De acuerdo con la Agencia Internacional de Energía, los edificios construidos son responsables de más de 40% del consumo de energía a nivel mundial. En respuesta a al problema mundial de crisis energética, aparece una tendencia denominada "edificios verdes", que busca aprovechar los recursos renovables, disminuir el gasto de energía y la emisión de desperdicios. Los atributos principales de los edificios verdes son: aumento sobre el control de la ventilación, manejo de la temperatura, optimización de la luz natural y mejor aprovechamiento de la energía eléctrica.

 

Ahorro de energía en el movimiento: el punto de partida

El movimiento y el traslado de los trabajadores entre los edificios de la manzana legislativa era una de las mayores pérdidas de tiempo y energía que había que solucionar, explica el Arquitecto Villanueva. Era necesario conectar el anexo A con los otros dos edificios nuevos construidos sobre la calle Hipólito Yrigoyen, y generar un acceso único común para cumplir con algunas premisas del rediseño: redistribuir los habitantes de los edificios, optimizar los usos por sectores, minimizar los traslados y centralizar el control. La reforma también tuvo en cuenta la provisión de rampas de acceso para discapacitados a todos los sectores del edificio y la instalación de escaleras mecánicas desde el hall al entrepiso uno, que conecta con los demás edificios de la manzana legislativa. Para concretar el proyecto era necesario demoler sectores construidos para generar un pulmón verde.
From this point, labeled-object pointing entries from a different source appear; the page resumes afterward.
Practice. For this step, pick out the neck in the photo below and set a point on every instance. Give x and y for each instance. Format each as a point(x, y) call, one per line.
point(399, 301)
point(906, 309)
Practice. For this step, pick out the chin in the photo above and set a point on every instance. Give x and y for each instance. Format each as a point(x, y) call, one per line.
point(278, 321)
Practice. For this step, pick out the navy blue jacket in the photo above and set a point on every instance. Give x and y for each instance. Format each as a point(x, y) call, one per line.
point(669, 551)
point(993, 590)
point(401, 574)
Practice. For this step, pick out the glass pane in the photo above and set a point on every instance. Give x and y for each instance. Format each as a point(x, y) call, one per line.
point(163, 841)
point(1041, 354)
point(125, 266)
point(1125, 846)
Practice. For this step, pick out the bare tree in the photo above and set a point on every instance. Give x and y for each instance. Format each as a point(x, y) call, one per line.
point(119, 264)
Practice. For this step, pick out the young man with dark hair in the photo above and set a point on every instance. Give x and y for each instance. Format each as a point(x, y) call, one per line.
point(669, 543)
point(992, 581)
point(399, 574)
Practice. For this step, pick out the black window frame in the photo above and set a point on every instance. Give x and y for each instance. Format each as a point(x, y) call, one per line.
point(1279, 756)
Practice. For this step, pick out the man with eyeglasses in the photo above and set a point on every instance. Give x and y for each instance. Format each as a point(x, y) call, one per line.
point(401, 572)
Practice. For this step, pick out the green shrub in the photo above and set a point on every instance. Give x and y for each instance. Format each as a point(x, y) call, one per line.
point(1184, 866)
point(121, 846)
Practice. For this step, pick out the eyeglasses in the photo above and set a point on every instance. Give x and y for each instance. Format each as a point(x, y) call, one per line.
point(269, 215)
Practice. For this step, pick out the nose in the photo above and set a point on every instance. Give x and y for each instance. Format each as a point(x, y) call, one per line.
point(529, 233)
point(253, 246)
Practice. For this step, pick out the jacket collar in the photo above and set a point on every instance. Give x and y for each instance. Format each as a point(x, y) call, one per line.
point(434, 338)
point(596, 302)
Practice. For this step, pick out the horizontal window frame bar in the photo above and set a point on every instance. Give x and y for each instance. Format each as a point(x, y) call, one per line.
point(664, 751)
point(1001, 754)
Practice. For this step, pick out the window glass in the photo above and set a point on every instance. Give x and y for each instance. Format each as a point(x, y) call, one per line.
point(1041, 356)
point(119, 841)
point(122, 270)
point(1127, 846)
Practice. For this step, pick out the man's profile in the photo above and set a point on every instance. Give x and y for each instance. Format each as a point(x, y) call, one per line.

El Presidente de la HCDN, Julián Domínguez, quien contaba con experiencia en restauración de edificios públicos, aprobó entusiasta el proyecto, relata el Arq. Villanueva. Así, se llevó a cabo la demolición completa de escaleras y sectores de oficina de la planta baja del Anexo A que estaban en malas condiciones de confort (filtraciones, falta de DVH en los techos) para mejorar la comunicación entre edificios a nivel de manzana y trasladar las áreas de servicios comunes a un nuevo espacio central. Este cambio volvió más cómodos los traslados diarios y los movimientos de los empleados e insumos, y permitió centralizar el control de acceso a todos los edificios de la manzana legislativa. Además, se dio lugar a un nuevo patio central, con lo cual se cumple otra premisa del rediseño: la generación de espacios verdes en sectores nuevos y en la edificación existente.

 

Energías limpias y paneles fotovoltaicos

Otra premisa del rediseño fue la sustitución de energías. La cocina y comedores del quinto piso del edificio anexo A, que funcionaban con gas natural fueron demolidos completamente y sereproyectó una nueva cocina con equipos gastronómicos eléctricos. Todos los equipos eléctricos y electromecánicos y de climatización fueron sustituidos por otros de mayor eficiencia energética, como la iluminación LED y los nuevos sistemas de ascensorescon centrales de comando inteligente. En la elección de equipos de aire acondicionado se priorizó la eficiencia energética más alta (tipo A). También se computarizaron de los sistemas de iluminación del edifico mediante un ordenador que controla los encendidos y los consumos, va aprendiendo cómo los usuarios utilizan el edificio y, en función de ello, apaga las luces donde no se necesitan.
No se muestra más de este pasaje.